Regardless of whether the FTC pursues an appeal, the FTC’s response to the Ryan decision indicates that we may see a continued trend of the FTC filing Section 5 enforcement actions against employers, which would be consistent with the FTC’s announcement in November 2022 that it would “reactivate Section 5” as outlined in an accompanying Policy Statement. The FTC pursued a series of actions against non-compete practices following the announcement. These actions have resulted in settlements that have voided the employers’ non-compete agreements and forced the employers to notify their employees about the non-competition agreements no longer being enforceable. Even assuming the FTC continues to bring individual battles, however, it has–at least for now–lost the war.

Considerations for Employers

Although the Rule’s future is undoubtedly grim, nothing is certain, and the ultimate outcome of any appeal is impossible to guarantee. Given the uncertain status of the Rule and the FTC’s emphasis that it maintains the authority to bring “case-by-case” enforcement actions, employers should keep the following, high-level recommendations in mind:

Employers who have not already done so should hold off on delivering “non-enforcement” or “voiding of non-compete” notices to employees contemplated by the Final Rule. Employers who have sent such notices based on a belief that the Rule would be implemented should consult outside counsel on efforts to potentially ‘claw back’ these proclamations.

Employers should keep and maintain a census of all employees who presently have non-compete agreements and, in addition, former employees whose non-competes are still in term.

Work with outside counsel to ensure existing non-competes are not overly broad in terms of time, geography, and scope – and are otherwise enforceable in the relevant jurisdictions.

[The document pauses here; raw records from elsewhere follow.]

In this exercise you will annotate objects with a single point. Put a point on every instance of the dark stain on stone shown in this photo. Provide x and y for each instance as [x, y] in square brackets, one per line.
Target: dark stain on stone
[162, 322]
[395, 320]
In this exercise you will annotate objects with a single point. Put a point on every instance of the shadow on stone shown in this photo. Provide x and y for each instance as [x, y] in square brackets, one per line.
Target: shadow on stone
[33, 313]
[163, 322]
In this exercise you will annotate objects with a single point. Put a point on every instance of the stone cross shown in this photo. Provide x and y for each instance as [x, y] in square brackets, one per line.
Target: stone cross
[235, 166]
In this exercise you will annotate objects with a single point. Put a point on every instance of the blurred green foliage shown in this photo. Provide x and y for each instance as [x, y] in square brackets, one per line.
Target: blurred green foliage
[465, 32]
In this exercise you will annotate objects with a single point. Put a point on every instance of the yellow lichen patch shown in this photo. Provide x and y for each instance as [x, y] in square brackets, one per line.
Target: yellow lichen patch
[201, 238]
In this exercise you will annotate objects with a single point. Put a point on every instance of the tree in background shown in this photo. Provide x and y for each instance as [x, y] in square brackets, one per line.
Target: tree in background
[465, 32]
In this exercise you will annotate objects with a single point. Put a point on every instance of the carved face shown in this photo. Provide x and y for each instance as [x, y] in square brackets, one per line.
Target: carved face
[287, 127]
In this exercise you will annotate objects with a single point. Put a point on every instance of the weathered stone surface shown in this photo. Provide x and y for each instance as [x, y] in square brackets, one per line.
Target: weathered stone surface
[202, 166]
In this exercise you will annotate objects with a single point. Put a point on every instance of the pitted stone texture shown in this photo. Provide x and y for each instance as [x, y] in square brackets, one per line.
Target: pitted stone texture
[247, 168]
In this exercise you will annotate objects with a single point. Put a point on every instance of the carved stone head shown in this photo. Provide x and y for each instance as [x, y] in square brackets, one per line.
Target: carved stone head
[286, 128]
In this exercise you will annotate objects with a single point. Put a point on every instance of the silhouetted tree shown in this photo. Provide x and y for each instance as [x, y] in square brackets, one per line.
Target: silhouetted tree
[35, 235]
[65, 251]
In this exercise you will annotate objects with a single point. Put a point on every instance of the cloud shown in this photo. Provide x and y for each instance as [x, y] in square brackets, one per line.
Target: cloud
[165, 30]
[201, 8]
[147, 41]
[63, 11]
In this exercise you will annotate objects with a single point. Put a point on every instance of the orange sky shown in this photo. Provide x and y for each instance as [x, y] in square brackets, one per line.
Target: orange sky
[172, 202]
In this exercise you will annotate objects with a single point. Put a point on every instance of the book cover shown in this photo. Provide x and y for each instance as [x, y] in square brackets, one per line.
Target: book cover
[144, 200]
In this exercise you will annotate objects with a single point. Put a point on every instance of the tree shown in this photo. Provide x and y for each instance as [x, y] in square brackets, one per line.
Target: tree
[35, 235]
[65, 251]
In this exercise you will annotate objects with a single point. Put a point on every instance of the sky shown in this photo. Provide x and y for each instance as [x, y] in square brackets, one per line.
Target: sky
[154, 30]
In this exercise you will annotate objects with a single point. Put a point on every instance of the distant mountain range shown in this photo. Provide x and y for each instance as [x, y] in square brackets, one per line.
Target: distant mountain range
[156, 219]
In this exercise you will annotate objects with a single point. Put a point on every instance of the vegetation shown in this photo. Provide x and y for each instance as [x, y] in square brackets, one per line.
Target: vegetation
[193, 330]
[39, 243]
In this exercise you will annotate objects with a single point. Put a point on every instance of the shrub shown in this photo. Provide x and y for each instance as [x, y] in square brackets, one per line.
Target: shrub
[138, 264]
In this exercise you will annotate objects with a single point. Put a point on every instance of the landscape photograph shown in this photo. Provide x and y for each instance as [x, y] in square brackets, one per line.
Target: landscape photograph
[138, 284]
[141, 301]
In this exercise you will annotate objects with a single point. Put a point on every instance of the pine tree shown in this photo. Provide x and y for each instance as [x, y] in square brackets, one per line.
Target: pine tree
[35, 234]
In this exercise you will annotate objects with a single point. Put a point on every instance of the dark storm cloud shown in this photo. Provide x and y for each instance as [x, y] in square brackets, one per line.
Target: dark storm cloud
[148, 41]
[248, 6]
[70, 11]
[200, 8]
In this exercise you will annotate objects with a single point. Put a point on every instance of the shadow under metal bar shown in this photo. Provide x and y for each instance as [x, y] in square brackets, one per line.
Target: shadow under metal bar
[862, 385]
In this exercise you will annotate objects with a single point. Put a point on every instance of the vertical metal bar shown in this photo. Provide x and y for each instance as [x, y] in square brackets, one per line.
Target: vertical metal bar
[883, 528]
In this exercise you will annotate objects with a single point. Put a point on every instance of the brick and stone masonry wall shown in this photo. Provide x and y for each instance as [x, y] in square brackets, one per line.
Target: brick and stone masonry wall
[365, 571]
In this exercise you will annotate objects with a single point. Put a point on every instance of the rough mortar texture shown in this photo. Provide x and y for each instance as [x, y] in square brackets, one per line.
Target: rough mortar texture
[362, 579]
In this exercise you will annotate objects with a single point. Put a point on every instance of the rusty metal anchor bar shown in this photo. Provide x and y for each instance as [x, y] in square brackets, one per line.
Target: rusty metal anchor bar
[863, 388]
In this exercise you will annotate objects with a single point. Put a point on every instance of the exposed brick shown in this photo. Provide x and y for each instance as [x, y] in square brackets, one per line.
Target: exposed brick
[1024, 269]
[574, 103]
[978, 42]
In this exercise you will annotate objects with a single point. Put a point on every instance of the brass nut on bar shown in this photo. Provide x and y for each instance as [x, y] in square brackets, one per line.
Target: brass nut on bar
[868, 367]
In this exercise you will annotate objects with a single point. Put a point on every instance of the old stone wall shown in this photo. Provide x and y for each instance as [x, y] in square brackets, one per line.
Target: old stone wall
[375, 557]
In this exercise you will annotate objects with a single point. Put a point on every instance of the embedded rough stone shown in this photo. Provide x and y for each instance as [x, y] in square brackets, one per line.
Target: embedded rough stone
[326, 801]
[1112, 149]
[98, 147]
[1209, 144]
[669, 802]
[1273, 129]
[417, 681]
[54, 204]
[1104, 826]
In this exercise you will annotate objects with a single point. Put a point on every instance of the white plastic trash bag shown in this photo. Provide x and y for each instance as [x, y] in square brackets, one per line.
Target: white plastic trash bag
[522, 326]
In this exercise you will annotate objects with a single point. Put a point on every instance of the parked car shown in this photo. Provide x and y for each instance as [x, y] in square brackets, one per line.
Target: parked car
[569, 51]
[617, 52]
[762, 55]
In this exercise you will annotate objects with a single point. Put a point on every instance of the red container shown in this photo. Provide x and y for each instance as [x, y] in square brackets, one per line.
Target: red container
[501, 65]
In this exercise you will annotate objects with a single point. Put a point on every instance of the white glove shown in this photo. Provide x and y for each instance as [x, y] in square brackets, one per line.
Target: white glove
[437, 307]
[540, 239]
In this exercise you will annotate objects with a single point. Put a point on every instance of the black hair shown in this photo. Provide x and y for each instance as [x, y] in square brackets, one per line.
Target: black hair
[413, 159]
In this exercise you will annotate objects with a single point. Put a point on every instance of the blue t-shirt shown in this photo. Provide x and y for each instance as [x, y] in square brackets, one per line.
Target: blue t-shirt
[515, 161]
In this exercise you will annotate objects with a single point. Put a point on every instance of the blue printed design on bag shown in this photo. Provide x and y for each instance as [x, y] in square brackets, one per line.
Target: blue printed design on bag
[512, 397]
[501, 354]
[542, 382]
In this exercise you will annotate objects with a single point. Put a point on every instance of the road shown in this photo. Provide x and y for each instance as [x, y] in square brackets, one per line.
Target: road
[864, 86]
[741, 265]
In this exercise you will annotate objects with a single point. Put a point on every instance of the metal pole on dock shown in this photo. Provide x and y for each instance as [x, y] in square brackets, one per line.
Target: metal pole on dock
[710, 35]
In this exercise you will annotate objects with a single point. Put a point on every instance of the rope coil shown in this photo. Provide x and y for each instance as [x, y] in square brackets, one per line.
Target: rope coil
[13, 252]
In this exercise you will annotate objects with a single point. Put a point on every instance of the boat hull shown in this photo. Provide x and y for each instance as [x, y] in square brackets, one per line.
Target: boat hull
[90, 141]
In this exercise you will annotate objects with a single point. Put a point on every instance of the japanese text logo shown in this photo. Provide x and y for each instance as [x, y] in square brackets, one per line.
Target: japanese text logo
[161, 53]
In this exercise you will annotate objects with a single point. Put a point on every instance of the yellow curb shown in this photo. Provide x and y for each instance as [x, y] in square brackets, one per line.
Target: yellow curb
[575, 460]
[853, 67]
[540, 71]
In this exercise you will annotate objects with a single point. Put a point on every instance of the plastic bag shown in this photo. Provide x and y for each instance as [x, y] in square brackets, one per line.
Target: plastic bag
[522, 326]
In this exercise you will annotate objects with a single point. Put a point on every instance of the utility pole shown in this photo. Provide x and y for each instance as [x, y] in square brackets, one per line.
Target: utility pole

  1. Related to point “3”, employers, in conjunction with outside counsel, should ensure that non-competes are being rolled out only to employees who need them, likely by virtue of their access to confidential information, trade secrets, and sensitive customer relationships or data.
  2. Review and revise other restrictive covenants – such as non-disclosure and customer non-solicit provisions – to ensure compliance and effectiveness.
  3. Ensure in-house or outside counsel are monitoring the ever-changing legal landscape in this area. Many states are becoming more skeptical of non-competes, regardless of the fate of the Rule. Employers with multiple states must ensure that their agreements are enforceable based on state law in the relevant jurisdictions.